GENIUS Act Moves Forward, Paving the Way for Stablecoins in U.S. Financial System
The GENIUS Act—short for Guiding and Establishing National Innovation for U.S. Stablecoins—is one step closer to becoming law after passing the Senate in a 68–30 vote on Tuesday. If fully approved, the legislation could make stablecoin issuers key players in the U.S. economy.
The bill sets out a clear regulatory framework for stablecoins, including rules on how they must be backed and requirements to comply with anti-money laundering laws. It now moves to the House of Representatives for further consideration.
Industry leaders say the Senate vote sends a strong signal to traditional financial institutions and may accelerate stablecoin adoption across banks and payment networks.
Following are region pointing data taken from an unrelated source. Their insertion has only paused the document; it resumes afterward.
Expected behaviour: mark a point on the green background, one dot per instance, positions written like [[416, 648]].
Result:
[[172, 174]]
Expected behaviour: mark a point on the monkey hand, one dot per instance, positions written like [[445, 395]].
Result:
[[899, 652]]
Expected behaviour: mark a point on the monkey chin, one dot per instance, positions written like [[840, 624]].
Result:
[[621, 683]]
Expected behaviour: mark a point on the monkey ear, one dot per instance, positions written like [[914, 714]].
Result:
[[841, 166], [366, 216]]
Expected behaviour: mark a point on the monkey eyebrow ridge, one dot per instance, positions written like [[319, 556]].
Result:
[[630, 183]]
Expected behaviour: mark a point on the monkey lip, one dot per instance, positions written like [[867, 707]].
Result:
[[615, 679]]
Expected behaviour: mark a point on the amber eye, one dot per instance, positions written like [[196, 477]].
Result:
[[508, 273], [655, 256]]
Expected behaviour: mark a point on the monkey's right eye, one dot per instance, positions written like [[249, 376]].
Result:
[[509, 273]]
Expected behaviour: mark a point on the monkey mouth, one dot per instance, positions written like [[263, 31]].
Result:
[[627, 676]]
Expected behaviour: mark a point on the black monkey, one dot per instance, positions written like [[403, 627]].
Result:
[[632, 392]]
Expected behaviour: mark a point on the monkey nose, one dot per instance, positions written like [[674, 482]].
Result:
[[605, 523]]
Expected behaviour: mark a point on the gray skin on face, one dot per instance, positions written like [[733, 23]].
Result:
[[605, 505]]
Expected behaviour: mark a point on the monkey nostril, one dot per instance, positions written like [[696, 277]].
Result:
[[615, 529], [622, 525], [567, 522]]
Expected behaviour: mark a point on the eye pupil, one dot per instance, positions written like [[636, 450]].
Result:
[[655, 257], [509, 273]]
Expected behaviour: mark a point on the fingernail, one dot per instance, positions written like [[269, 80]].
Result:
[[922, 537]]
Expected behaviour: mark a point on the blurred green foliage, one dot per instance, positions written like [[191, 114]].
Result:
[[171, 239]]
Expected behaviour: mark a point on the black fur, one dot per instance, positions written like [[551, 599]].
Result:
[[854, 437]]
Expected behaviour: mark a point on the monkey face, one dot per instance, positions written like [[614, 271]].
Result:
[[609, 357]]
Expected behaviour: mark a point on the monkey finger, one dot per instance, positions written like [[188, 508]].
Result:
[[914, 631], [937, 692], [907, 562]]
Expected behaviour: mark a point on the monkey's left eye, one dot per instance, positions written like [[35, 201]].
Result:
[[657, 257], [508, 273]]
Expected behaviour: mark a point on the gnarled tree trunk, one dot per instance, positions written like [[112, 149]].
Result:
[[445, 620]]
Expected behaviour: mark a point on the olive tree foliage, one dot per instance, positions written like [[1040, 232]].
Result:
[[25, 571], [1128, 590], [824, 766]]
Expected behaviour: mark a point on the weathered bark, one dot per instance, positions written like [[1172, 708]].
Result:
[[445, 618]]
“Clear rules and legal recognition are essential for stablecoins to function as reliable settlement tools,” said Katalin Tischhauser, head of investment research at Sygnum Bank. She noted that large banks are already exploring stablecoin use for payments and settlements, particularly with tokens issued on private blockchains.
Andrei Grachev of Falcon Finance added that if stablecoin issuers begin holding large amounts of U.S. Treasurys, it could shift their role from niche assets to central players in the economy.
Alex Buelau, co-founder of blockchain firm Rayls, said the legislation could finally bring clarity to an industry that has operated in a regulatory gray area. “Now that we have direction, institutions won’t hesitate to move forward, especially for cross-border payments and 24/7 settlement,” he told Cointelegraph.
The GENIUS Act is seen as one of several policy shifts fueling optimism for crypto markets in 2025, alongside moves like President Trump’s recent support for Bitcoin reserves.